4.200 Mitarbeiter arbeiten bei der Condor

Condor verfügt über eine Flotte von 47 Flugzeugen, darunter 18 Narrowbodies der Airbus A320-Familie, 13 Boeing 757 sowie 16 Widebodies des Typs Boeing 767-300ER. Von diesen Flugzeugen sind derzeit noch etliche geparkt, auch wenn der Flugbetrieb langsam wieder Fahrt aufnimmt. Das Unternehmen beschäftigt rund 4.200 Mitarbeiter am Boden und in der Luft. Es hat nach eigenen Angaben mit allen Gewerkschaften und Betriebsräten unter anderem Einigungen zur Verlängerung der Kurzarbeit erzielt, die gemäß der aktuell geltenden, gesetzlichen Maximaldauer bis mindestens März 2021 fortgesetzt wird. Zudem umfassten die Tarifeinigungen Vereinbarungen zur Effizienz- und Produktivitätssteigerungen in der Flugeinsatzplanung.

Teckentrup sagte weiter: „Wir haben nicht nur eine Verantwortung gegenüber unseren Mitarbeiterinnen und Mitarbeitern, unseren Kunden und unseren Partnern, sondern auch gegenüber der Bundesregierung und der Hessischen Landesregierung, die uns einen Kredit in Höhe von 294 Millionen Euro als Corona-Hilfe eingeräumt haben. Wir haben in den letzten Monaten gezeigt, dass wir das in uns gesetzte Vertrauen erfüllen, und setzen auch jetzt eine Vielzahl an Kostensenkungs- und Liquiditätsmaßnahmen bei gleichbleibend hoher Produkt- und Servicequalität für unsere Kunden um. Dazu gehört neben den Gewerkschaftsvereinbarungen unter anderem auch der Umzug in eine kleinere und kostengünstigere Unternehmenszentrale.“

Condor wurde in der jüngsten Vergangenheit von mehreren Schicksalsschlägen getroffen: Erst musste die frühere Muttergesellschaft Thomas Cook Insolvenz anmelden, in deren Folge die profitable Condor ebenfalls in finanzielle Schwierigkeiten geriet. Ein Überbrückungskredit sicherte den Weiterbetrieb der Airline. Im Januar dieses Jahres schien mit der polnischen Polish Aviation Group (PGL) ein Investor gefunden, der die Condor übernehmen wollte. Dann kam Corona und ließ die Passagierzahlen bei der Condor und dem sicher geglaubten Investor einbrechen. Mitte April kam dann die nächste Hiobsbotschaft: PGL will die die Condor nicht mehr übernehmen, da sie selbst um das Überleben kämpft.
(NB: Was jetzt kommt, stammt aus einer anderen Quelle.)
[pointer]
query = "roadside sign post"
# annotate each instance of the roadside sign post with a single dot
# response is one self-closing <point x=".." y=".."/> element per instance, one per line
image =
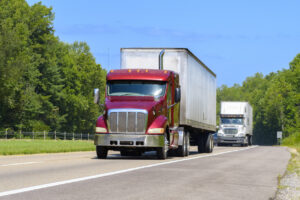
<point x="279" y="137"/>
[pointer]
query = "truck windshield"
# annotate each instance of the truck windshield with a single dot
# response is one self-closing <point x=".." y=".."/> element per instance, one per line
<point x="136" y="88"/>
<point x="232" y="121"/>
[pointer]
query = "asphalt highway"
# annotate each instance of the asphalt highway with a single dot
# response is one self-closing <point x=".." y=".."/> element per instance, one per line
<point x="227" y="173"/>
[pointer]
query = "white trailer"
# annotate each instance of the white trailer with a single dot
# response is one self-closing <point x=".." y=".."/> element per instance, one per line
<point x="198" y="87"/>
<point x="235" y="123"/>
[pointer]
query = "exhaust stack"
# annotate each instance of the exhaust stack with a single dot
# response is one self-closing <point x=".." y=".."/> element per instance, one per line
<point x="161" y="60"/>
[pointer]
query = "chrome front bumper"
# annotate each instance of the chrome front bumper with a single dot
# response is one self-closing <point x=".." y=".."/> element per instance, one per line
<point x="125" y="140"/>
<point x="230" y="140"/>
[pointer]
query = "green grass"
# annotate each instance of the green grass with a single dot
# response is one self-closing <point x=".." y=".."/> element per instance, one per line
<point x="293" y="142"/>
<point x="16" y="147"/>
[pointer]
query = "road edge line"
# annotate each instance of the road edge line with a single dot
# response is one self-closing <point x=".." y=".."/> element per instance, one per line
<point x="27" y="189"/>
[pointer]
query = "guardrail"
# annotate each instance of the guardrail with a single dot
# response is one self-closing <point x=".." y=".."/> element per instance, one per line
<point x="43" y="135"/>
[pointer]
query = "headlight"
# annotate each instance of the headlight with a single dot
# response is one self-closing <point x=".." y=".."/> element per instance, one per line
<point x="220" y="133"/>
<point x="156" y="130"/>
<point x="101" y="130"/>
<point x="242" y="134"/>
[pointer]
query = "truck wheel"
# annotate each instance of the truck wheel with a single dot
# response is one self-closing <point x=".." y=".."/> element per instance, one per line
<point x="181" y="151"/>
<point x="250" y="140"/>
<point x="101" y="152"/>
<point x="200" y="142"/>
<point x="162" y="152"/>
<point x="187" y="144"/>
<point x="209" y="145"/>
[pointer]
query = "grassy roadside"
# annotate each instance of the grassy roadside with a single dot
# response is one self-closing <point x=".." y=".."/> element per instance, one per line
<point x="293" y="142"/>
<point x="16" y="147"/>
<point x="288" y="184"/>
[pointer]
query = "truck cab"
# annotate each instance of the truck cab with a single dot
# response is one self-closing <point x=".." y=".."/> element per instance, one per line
<point x="141" y="113"/>
<point x="235" y="124"/>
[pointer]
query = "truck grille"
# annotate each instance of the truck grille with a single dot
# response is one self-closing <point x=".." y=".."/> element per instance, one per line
<point x="231" y="131"/>
<point x="132" y="121"/>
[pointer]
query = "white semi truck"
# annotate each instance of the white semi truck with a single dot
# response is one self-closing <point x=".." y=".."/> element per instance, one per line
<point x="235" y="125"/>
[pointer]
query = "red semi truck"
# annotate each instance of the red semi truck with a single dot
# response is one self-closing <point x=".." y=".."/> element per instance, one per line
<point x="158" y="105"/>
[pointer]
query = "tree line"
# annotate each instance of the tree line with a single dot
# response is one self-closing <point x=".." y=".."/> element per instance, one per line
<point x="45" y="84"/>
<point x="275" y="99"/>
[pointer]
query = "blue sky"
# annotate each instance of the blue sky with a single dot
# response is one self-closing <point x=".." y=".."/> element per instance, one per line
<point x="234" y="38"/>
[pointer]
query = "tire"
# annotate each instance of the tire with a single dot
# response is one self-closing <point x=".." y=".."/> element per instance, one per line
<point x="181" y="151"/>
<point x="209" y="144"/>
<point x="187" y="144"/>
<point x="200" y="143"/>
<point x="101" y="152"/>
<point x="250" y="140"/>
<point x="162" y="152"/>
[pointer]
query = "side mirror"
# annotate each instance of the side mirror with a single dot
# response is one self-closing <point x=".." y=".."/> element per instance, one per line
<point x="96" y="95"/>
<point x="177" y="95"/>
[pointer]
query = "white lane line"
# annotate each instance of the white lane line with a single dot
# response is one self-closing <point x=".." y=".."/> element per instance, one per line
<point x="14" y="164"/>
<point x="112" y="173"/>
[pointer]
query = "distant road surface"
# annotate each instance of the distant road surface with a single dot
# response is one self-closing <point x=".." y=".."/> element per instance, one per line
<point x="227" y="173"/>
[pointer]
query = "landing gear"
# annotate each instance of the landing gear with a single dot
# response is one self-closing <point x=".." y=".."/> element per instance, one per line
<point x="162" y="152"/>
<point x="184" y="150"/>
<point x="205" y="143"/>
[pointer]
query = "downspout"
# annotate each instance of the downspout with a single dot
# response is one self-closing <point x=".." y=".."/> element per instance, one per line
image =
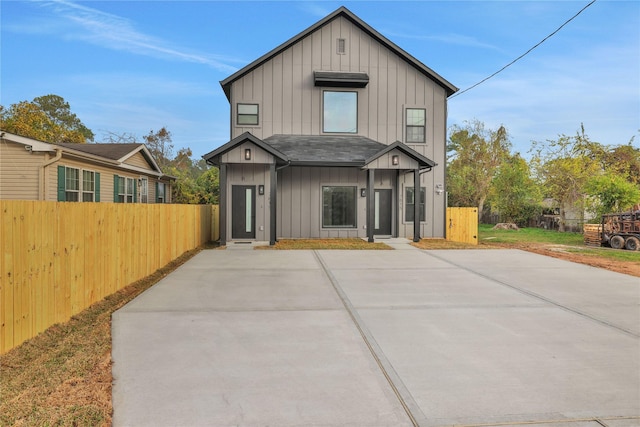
<point x="43" y="175"/>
Daraufhin genehmigte die EU-Kommission einen neuen Hilfskredit für die Ferienfluggesellschaft von der Bundesregierung und der Hessischen Landesregierung. Wenn die Passagierzahlen jetzt wieder anziehen, können die Mitarbeiterinnen und Mitarbeiter der Fluglinie etwas entspannter in die Zukunft blicken.